RFR: 8259643: ZGC can return metaspace OOM prematurely [v2]
Thomas Stuefe
stuefe at openjdk.java.net
Thu Jan 28 16:26:40 UTC 2021
On Thu, 28 Jan 2021 13:37:16 GMT, Erik Österlund <eosterlund at openjdk.org> wrote:
>> Marked as reviewed by pliden (Reviewer).
>
> Thanks for the reviews @pliden and @stefank.
Hi Erik,
lets see if I understand the problem:
1 n threads allocate metaspace
2 thread A gets an allocation error (not HWM but a hard limit)
3 .. returns, (eventually) schedules a synchronous GC.
4 .. gc runs, the CLDG is at some point purged, releases metaspace pressure
5 other threads load classes, allocating metaspace concurrently, benefitting from the released pressure
6 thread A reattempts allocation, fails again.
This is normally not a problem, no? Which thread exactly gets the OOM if the VM hovers that close to the limit does not really matter. But you write "This can cause a situation where almost the entire metaspace is unreachable from roots, yet we throw OOM." - so we could get OOMs even if most of the Metaspace were vacant? This only can happen if, between (4) and (6), other threads not only allocate metaspace, but also then loose the loaders used for those allocations, to late for the GC at (4) to collect them but before (5). Collecting them would require another GC.

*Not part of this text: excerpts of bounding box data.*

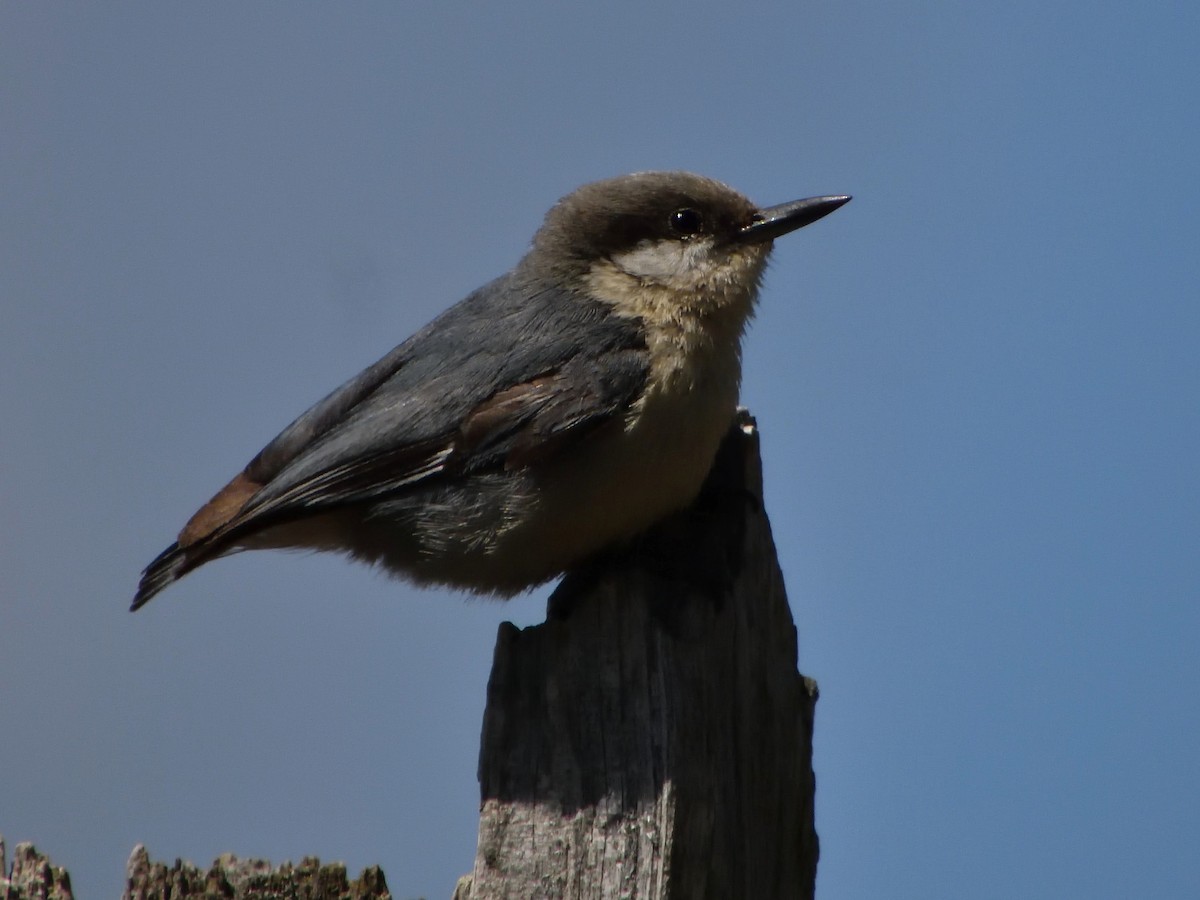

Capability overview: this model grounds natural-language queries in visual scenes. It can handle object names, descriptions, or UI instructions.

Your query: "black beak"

[738,197,850,244]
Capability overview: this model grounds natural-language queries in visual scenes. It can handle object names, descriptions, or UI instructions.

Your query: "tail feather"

[130,544,196,612]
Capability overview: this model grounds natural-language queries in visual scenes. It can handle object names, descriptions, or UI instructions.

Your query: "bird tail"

[130,544,199,612]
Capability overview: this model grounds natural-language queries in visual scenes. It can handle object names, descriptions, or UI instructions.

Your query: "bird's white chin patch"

[612,240,716,290]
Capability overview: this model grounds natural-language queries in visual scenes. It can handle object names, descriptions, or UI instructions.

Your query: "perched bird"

[132,172,850,610]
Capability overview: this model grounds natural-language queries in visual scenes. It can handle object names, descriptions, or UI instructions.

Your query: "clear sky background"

[0,7,1200,900]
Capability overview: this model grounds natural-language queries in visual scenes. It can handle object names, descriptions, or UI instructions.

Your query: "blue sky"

[0,7,1200,900]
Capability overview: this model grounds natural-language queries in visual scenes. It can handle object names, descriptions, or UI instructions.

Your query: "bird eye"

[671,209,704,238]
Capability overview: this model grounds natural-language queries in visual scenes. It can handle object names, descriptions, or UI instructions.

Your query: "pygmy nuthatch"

[132,173,850,610]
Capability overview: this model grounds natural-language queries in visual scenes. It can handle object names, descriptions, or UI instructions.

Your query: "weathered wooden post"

[456,413,817,900]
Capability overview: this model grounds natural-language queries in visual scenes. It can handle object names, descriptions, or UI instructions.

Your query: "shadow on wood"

[456,413,817,900]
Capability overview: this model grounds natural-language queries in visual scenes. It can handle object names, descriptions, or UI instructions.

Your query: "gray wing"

[133,274,649,608]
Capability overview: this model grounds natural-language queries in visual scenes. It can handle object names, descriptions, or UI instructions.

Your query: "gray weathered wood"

[121,844,391,900]
[455,414,817,900]
[0,838,73,900]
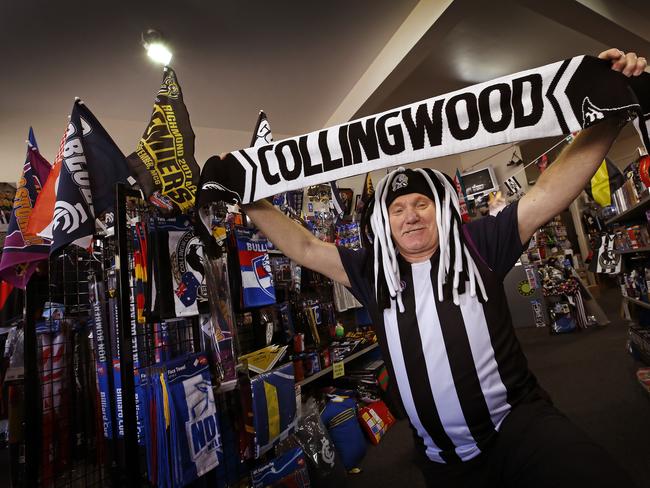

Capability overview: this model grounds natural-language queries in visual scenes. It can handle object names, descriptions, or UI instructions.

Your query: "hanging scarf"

[198,56,650,207]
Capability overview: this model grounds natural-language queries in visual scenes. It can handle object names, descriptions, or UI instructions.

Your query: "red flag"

[26,128,68,239]
[454,169,470,224]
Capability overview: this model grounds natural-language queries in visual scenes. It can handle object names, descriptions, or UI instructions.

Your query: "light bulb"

[146,42,172,66]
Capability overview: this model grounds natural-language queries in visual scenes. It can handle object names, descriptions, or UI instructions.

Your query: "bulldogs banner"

[75,102,129,219]
[50,100,95,254]
[169,230,207,317]
[128,67,200,212]
[198,56,650,212]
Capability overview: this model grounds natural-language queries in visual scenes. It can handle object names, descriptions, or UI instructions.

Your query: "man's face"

[388,193,438,262]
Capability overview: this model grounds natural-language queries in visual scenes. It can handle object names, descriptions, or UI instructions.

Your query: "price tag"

[332,361,345,379]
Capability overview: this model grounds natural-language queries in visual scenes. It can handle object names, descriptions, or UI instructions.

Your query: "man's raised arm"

[518,49,647,242]
[244,200,350,286]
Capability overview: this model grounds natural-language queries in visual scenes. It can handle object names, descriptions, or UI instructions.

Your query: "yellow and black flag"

[585,158,625,207]
[128,67,200,212]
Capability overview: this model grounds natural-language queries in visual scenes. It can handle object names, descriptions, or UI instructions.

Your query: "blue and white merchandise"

[164,354,221,486]
[235,227,275,308]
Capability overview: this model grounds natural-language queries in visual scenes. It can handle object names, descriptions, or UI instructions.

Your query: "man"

[225,49,646,487]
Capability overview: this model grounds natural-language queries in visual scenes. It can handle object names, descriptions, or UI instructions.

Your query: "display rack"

[25,246,110,487]
[605,196,650,225]
[296,343,379,386]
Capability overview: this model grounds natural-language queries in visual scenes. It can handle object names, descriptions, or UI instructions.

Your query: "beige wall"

[337,144,528,201]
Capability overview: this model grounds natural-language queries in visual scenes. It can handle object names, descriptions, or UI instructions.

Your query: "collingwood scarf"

[198,56,650,206]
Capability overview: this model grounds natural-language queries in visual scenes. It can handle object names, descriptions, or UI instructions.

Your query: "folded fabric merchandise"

[251,363,296,458]
[359,400,395,445]
[235,227,275,308]
[163,354,221,486]
[321,395,366,473]
[251,447,311,488]
[197,56,650,214]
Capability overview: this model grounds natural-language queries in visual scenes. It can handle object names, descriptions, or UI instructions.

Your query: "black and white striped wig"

[361,167,487,313]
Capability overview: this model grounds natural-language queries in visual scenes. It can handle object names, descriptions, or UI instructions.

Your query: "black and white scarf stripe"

[198,56,650,213]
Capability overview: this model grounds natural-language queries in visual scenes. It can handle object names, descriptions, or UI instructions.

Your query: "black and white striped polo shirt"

[339,203,536,463]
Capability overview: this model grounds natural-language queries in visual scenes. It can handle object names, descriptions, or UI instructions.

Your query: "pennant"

[251,110,273,147]
[75,102,129,219]
[329,181,345,220]
[127,67,200,212]
[26,127,68,240]
[0,132,51,289]
[199,56,650,205]
[585,158,625,207]
[454,168,470,224]
[50,100,95,254]
[354,172,375,220]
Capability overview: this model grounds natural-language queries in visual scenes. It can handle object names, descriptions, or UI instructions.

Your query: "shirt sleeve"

[337,247,373,307]
[465,201,528,279]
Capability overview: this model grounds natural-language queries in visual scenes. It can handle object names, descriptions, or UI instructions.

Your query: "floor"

[348,290,650,488]
[0,289,650,488]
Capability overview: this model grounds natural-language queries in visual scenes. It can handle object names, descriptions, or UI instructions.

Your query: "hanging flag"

[329,181,352,220]
[27,127,38,151]
[75,101,129,220]
[454,168,470,223]
[127,67,200,212]
[354,172,375,220]
[50,100,95,254]
[0,132,50,289]
[585,158,625,207]
[503,175,522,195]
[26,127,68,240]
[251,110,273,147]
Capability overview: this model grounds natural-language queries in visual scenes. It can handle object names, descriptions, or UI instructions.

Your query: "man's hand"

[197,153,245,208]
[598,48,648,78]
[517,48,648,242]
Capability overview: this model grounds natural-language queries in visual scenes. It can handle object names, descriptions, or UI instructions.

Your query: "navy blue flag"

[50,100,95,254]
[74,101,129,223]
[27,127,38,150]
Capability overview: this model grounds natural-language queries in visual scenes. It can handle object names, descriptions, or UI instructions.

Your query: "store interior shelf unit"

[605,196,650,225]
[296,343,379,386]
[623,297,650,308]
[614,247,650,254]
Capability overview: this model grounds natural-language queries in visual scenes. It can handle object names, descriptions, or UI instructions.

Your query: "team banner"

[0,132,51,289]
[50,100,95,254]
[128,67,200,212]
[75,102,129,219]
[198,56,650,212]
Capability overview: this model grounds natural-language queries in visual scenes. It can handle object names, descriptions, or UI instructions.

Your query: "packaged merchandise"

[235,227,275,308]
[163,354,220,486]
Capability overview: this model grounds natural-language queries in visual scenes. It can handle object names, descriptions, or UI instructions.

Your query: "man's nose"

[406,208,420,223]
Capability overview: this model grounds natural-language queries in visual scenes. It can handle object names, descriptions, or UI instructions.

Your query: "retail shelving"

[296,343,379,386]
[623,296,650,308]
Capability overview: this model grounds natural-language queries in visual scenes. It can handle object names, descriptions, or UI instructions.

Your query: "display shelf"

[623,297,650,308]
[605,196,650,225]
[614,247,650,254]
[296,342,379,386]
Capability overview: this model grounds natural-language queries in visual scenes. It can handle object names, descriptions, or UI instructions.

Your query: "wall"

[0,114,289,183]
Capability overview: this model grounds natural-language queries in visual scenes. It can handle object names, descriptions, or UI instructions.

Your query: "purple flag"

[0,132,51,289]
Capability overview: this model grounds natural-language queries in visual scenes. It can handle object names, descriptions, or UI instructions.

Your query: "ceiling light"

[142,29,172,66]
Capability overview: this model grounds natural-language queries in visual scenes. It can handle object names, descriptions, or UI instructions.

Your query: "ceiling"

[0,0,650,181]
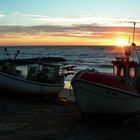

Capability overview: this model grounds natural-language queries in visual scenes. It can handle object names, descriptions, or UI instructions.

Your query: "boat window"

[120,67,126,77]
[113,65,118,76]
[129,67,136,78]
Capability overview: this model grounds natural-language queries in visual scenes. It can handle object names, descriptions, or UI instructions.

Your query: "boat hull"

[0,72,64,96]
[72,73,140,115]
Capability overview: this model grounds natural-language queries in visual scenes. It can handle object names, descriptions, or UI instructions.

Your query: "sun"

[115,39,128,47]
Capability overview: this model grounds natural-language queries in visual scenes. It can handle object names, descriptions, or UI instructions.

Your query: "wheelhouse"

[112,57,140,84]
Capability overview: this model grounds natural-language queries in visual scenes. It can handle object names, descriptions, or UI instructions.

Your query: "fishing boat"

[0,49,74,97]
[71,23,140,117]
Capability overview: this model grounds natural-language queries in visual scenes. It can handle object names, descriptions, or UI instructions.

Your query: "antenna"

[132,22,136,43]
[131,22,140,63]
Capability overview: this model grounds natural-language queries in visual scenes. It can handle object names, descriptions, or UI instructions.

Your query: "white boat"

[0,63,64,97]
[71,24,140,117]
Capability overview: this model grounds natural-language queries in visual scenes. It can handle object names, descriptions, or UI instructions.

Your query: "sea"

[0,46,138,81]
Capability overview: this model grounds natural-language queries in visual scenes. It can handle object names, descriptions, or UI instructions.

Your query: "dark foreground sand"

[0,83,140,140]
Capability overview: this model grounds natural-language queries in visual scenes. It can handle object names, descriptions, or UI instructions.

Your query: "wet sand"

[0,81,140,140]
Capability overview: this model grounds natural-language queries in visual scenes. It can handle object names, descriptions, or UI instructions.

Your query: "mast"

[132,22,136,43]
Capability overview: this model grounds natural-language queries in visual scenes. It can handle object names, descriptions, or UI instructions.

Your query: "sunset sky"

[0,0,140,46]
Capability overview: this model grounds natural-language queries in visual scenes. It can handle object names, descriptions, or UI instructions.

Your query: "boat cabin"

[112,57,140,85]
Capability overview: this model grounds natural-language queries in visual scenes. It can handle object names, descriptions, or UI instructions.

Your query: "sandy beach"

[0,83,140,140]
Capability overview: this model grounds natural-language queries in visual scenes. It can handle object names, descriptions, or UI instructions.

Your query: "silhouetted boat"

[71,24,140,117]
[0,49,75,97]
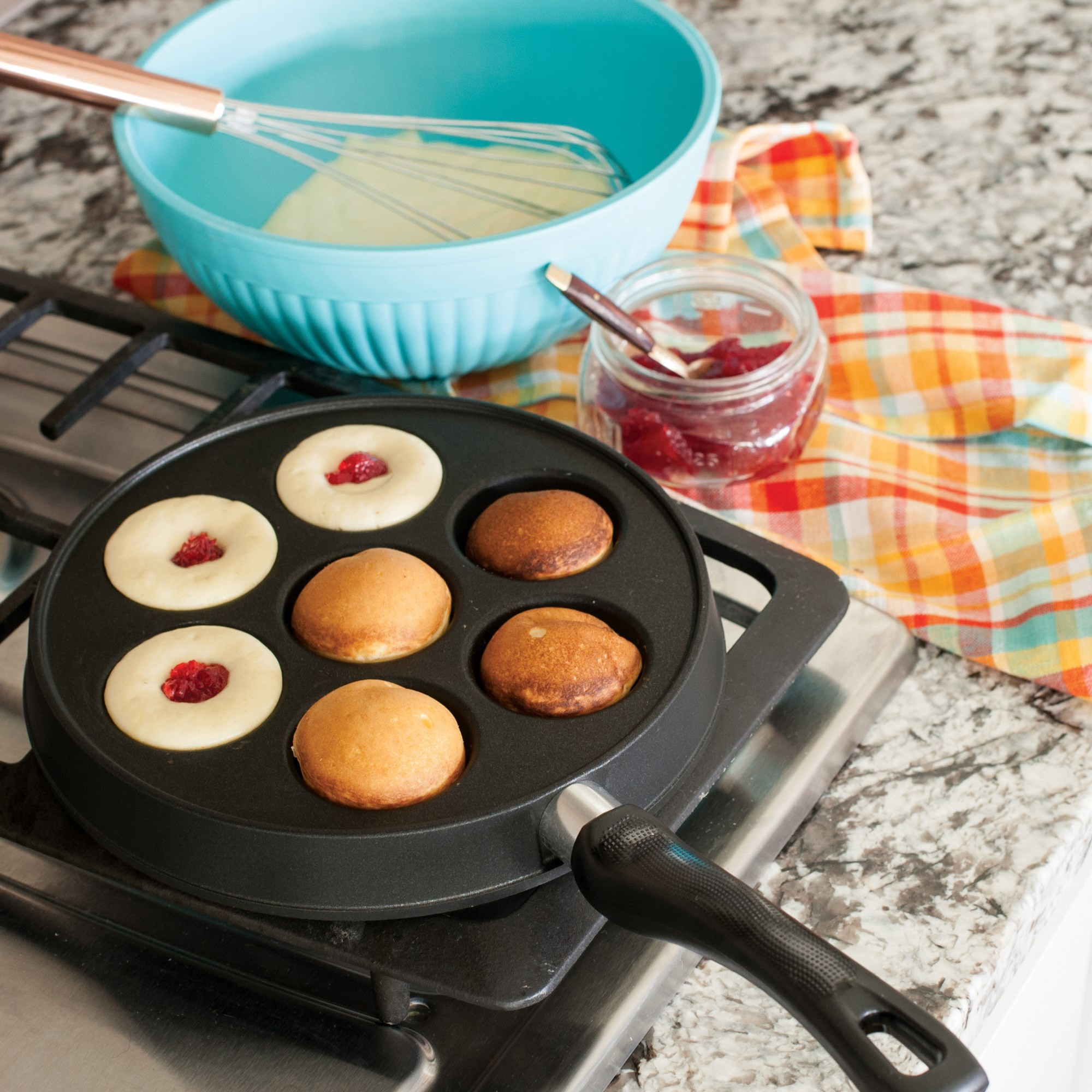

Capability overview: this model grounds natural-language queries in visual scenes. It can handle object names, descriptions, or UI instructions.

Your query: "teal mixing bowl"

[114,0,721,379]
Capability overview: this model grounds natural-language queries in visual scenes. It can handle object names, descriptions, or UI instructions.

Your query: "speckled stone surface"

[0,0,1092,1092]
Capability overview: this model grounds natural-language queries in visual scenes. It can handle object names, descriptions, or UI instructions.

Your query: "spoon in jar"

[546,262,716,379]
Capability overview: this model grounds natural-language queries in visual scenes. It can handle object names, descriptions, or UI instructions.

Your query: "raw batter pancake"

[103,494,276,610]
[103,626,282,750]
[276,425,443,531]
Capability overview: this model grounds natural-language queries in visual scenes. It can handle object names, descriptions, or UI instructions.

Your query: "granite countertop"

[0,0,1092,1092]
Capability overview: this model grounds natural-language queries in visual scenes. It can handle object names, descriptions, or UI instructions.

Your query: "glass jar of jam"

[577,252,830,499]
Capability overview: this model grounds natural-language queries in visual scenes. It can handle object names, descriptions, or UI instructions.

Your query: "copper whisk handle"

[0,34,224,129]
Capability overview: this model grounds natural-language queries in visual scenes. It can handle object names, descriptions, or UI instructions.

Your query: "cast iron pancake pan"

[28,395,724,918]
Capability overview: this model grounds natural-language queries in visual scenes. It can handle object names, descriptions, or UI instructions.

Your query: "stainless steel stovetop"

[0,302,913,1092]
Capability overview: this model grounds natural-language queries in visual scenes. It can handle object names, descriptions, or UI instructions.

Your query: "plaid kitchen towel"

[115,121,1092,697]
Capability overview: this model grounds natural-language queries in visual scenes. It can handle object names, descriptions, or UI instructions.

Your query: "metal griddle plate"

[21,396,845,918]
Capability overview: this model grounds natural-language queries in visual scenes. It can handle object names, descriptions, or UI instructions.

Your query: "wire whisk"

[0,34,629,241]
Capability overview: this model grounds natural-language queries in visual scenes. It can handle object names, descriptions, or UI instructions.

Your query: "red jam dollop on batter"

[170,531,224,569]
[327,451,388,485]
[162,660,228,704]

In other words, the contract is that we only throw an OOM if we really tried everything, but since the effects of the first GC are "stale" it does not count as try?
Do you think this is a realistic problem?
Do I understand your patch right in that you divide allocations in two priority classes, add another lock, MetaspaceCritical_lock, which blocks normal allocations as long as critical allocations are queued?
Sorry if I am slow :)
---
One problem I see is that Metaspace::purge is not the full purge. Reclaiming metaspace happens in two stages:
1) in CLDG::purge, we delete all `ClassLoaderMetaspace` objects belonging to dead loaders. This releases all their metaspace to the freelists, optionally uncommitting portions of it (since JEP387).
2) in Metaspace::purge, we go through Metaspace and munmap any mappings which are now completely vacant.
The metaspace pressure release already happens in (1), so any concurrent thread allocating will benefit already.
---
Why do we even need a queue? Why could we not just let the first thread attempting a synchronous gc block metaspace allocation path for all threads, including others running into a limit, until the gc is finished and it had its first-allocation-right served?